By Andrew Chow, Esq. on June 21, 2012 | Last updated on March 21, 2019

Owners of a Connecticut ski slope cannot be held liable in a ski injury lawsuit that sought damages for a teenager's paralysis, a state appellate court has ruled.

James Malaguit of Brewster, N.Y., was hurt in a ski jump accident at New Hartford, Conn.'s Ski Sundown in 2006, when he was 15. Malaguit suffered spinal cord injuries and is now a quadriplegic, the local Republican American reports.

Malaguit sued Ski Sundown Inc., but lost his lawsuit in 2010. The paralyzed man appealed the jury's verdict, but a court let it stand, agreeing that Malaguit was at least partly to blame.

James Malaguit's ski injury lawsuit alleged Ski Sundown Inc. was negligent in building and maintaining the Connecticut snow jump, the Associated Press reports.

Jurors, however, sided with Ski Sundown, which argued Malaguit assumed the risk of injury. That's a common defense against negligence, when an injury victim knows of the risks involved in a dangerous activity and chooses to engage in the activity anyway.

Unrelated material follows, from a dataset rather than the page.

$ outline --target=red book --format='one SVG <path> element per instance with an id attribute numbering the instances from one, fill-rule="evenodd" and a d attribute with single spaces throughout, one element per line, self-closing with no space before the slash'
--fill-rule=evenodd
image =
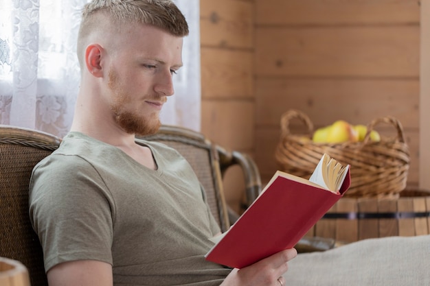
<path id="1" fill-rule="evenodd" d="M 330 184 L 328 178 L 337 181 L 332 191 L 326 187 Z M 206 260 L 242 268 L 294 247 L 350 184 L 350 166 L 343 167 L 326 154 L 309 180 L 278 171 L 239 219 L 220 236 Z"/>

Lawyers for Ski Sundown also argued Malaguit's own negligence caused his injuries, according to the AP.

Under Connecticut law, a jury award can be reduced if an injury victim's own negligence contributed to the accident. But if a victim's negligence is greater than the combined negligence of all the defendants, the victim is barred from receiving any award for his injury claims.

In James Malaguit's ski injury lawsuit appeal, his lawyer sought to get the 2010 verdict set aside. That's generally allowed in certain situations, like if a judge gave flawed jury instructions. But the appellate judge rejected the set-aside request and upheld the jury's verdict. Malaguit may appeal to the Connecticut Supreme Court.